Los presentimientos se hicieron realidad a la mañana siguiente. Muy temprano, mientras barría la vereda, una vecina se acercó.

—Señora… dicen que a Camilo lo detuvieron. Lo acusan de robo agravado y lesiones graves.

Un fuerte dolor en el pecho la hizo retroceder. Sintió de pronto el peso de los años y el ataque certero de un puñal en el corazón. La señora Mercedes suspiró, no respondió. En silencio enjugó una lágrima.

La presencia de la madre, luego de varios días, alegró al muchacho, quien supuso que había llegado el momento de su libertad. Se fundieron en un largo abrazo, entre los llantos de la madre y las risas del irresponsable joven. Camilo la separó, instándola a iniciar las gestiones para su salida.

—Mamá, haz los trámites y sácame de aquí —dijo, como si fuera cuestión de firmar un papel.

La envejecida mujer tardó muchas horas en explicarle cuál era su situación.

—Hijo… la condena es por un año.

—¿Un año? No, no… —negaba él—. Yo no hice nada.

—Nada es cierto, mamá —dijo Camilo—, no sé de qué me estás hablando —insistió, negando cualquier participación delictiva y echándose a llorar para reforzar su versión.

—La sentencia es por un año —recalcó su madre, sin dejar de llorar—. ¡Por un año! —insistió.

Antes de despedirse, fundidos en un nuevo abrazo, su madre le dijo que creía en su inocencia y que siempre estaría a su lado.

—El tiempo pasa volando —agregó, con la seguridad de que, por fin, podría saber dónde estaba su hijo. Pensaba también —aunque ingenuamente— que en ese lugar corregirían a Camilo.

—¿Qué puedo hacer y qué me dejan hacer? —preguntó él, al ver partir a su madre.
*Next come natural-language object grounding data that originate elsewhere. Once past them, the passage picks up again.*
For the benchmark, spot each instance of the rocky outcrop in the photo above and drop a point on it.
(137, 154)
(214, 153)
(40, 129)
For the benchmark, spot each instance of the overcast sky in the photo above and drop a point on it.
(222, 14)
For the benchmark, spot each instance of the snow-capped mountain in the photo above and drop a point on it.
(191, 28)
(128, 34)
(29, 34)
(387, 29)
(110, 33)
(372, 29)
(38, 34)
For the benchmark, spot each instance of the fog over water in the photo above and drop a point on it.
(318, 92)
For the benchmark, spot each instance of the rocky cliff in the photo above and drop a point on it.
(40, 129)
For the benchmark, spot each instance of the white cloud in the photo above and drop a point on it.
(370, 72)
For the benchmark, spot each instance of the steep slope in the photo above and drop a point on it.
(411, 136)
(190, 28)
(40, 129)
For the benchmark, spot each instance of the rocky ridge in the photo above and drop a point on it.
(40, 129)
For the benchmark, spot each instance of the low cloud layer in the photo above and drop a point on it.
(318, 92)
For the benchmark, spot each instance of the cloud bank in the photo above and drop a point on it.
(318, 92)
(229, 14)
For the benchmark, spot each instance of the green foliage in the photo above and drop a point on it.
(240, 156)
—Solo obedecer y portarte bien —le respondió Mercedes, soplándose los mocos al salir.

La partida de su madre, por primera vez, entristeció al rebelde y desenfrenado mozalbete. Juró, en ese mismo instante, que pronto estaría de vuelta en casa.

—¡No podrán retenerme! —gritó con todas sus fuerzas. Risas forzadas, sarcásticas y burlonas de sus compañeros de encierro acompañaron su juramento.

Camilo no se dejaba intimidar. Cada día era un reto. Planeaba su salida mientras escuchaba y aprendía de las debilidades ajenas. Evitaba peleas, marcaba su territorio y nunca se quejaba de las incomodidades ni de la comida —que nunca era buena—. En poco tiempo, había ganado respeto.

Pronto se integró al equipo de cocina y, en todo momento, mostró eficiencia en su trabajo. Aprovechó el puesto para escoger su alimentación y disfrutar, merecidamente, de algunas consideraciones que otros internos no tenían. En la cocina —como en el resto del centro— nunca confiaba en nadie. Jamás compartió sus planes.

Una mañana, luego de tres meses de encierro, Camilo Rosales no respondió al llamado de su nombre. Había logrado su objetivo y nadie se dio cuenta.

La investigación reveló su método: se escondió en el contenedor cilíndrico donde se arrojaban los desperdicios. Bajo hojas de maíz, coles y lechugas podridas, viajó en la plataforma de un camión hasta la libertad.

Camilo cumplió su palabra: estaba libre.